International programs enhance education
Programs with RIT’s international campuses are helping to make well-rounded students.
Six new scholarships being piloted this year will allow students from RIT’s main campus to travel to RIT Kosovo to explore the origin and resolution of armed conflict, reconstruction, and institution building at the end of wars.
The Frederick C. Cuny Peace and Conflict Summer Program opens with a one-week study tour to Albania, Montenegro, Croatia, and Bosnia and Herzegovina, where students meet officials and activists and visit historic and recreational areas in the Balkans. Upon return to Pristina, students work in Kosovo’s living laboratory of history in the heart of the Balkans.
“The Peace and Conflict Summer Program is a powerful and unique opportunity for students to learn about the peace process directly from diplomats and practitioners who were on the ground during the Kosovo crisis, while visiting relevant sites and touring some of the most beautiful countries in Eastern Europe,” said Lauren Hall, chair of the Department of Political Science. “We’re incredibly lucky to have this relationship with RIT Kosovo, and we’re thrilled that, through these scholarships, we can continue to deepen this partnership.”

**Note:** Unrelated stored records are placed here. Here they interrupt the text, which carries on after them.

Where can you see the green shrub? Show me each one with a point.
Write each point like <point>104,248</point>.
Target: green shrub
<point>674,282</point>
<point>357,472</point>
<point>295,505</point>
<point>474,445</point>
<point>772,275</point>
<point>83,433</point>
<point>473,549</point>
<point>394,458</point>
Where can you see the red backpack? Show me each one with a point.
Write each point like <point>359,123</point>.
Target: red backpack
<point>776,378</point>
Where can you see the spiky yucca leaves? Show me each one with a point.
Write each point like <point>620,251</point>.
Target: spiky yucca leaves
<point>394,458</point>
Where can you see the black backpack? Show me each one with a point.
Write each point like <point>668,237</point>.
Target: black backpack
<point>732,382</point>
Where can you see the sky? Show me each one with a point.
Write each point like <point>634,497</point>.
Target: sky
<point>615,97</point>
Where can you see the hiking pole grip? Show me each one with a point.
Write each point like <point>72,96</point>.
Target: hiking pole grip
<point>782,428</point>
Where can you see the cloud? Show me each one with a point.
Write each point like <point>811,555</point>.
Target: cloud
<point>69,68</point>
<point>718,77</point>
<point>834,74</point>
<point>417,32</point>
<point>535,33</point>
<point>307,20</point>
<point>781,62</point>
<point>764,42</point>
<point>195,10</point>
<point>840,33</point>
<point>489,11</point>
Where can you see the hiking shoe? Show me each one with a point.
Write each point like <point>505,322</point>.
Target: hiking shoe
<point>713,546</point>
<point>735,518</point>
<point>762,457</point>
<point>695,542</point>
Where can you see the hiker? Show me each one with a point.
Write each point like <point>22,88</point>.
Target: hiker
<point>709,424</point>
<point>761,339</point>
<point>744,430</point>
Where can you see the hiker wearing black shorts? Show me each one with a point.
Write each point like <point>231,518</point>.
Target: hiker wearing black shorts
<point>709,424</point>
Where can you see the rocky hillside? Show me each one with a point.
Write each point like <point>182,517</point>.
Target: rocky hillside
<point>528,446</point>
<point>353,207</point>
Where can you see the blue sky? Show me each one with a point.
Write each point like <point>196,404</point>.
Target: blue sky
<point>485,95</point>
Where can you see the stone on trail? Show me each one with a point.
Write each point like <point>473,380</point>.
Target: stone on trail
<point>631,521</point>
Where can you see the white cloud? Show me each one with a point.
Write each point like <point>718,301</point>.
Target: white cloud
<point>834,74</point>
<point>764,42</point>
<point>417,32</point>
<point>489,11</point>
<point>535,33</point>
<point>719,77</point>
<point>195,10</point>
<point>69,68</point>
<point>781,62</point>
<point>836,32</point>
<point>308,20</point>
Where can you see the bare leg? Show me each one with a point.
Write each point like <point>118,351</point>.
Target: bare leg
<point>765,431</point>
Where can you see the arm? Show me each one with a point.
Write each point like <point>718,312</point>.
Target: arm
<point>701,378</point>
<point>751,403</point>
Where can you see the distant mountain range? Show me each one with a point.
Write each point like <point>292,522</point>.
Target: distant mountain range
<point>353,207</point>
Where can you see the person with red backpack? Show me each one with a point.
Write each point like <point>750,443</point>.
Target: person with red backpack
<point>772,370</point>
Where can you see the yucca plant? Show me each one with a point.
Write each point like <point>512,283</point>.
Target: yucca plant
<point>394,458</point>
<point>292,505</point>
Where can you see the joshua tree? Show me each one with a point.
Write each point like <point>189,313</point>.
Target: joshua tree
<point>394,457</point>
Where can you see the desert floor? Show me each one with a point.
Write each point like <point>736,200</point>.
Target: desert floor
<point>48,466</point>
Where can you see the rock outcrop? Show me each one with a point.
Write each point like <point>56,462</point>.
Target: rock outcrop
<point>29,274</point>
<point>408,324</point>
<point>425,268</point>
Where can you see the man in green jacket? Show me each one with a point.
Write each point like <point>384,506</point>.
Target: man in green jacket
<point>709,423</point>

The program is one of more than 600 study abroad programs in 60 different countries that RIT students can participate in. Students can directly enroll in one of RIT’s global campuses or participate in faculty-led programs, exchanges, affiliate programs facilitated by partner universities, or engage in international research opportunities.
Although study abroad experiences ground to a halt during the outbreak of the coronavirus pandemic, students are once again heading overseas in large numbers to gain one-of-a-kind experiences beyond the classroom.
In the 2021-2022 academic year, 383 students participated in study abroad experiences. In 2018-2019, the last academic year before the pandemic, 464 students studied abroad, and RIT’s Office of International Education and Global Programs expects that number will be matched or exceeded by the end of the 2022-2023 academic year.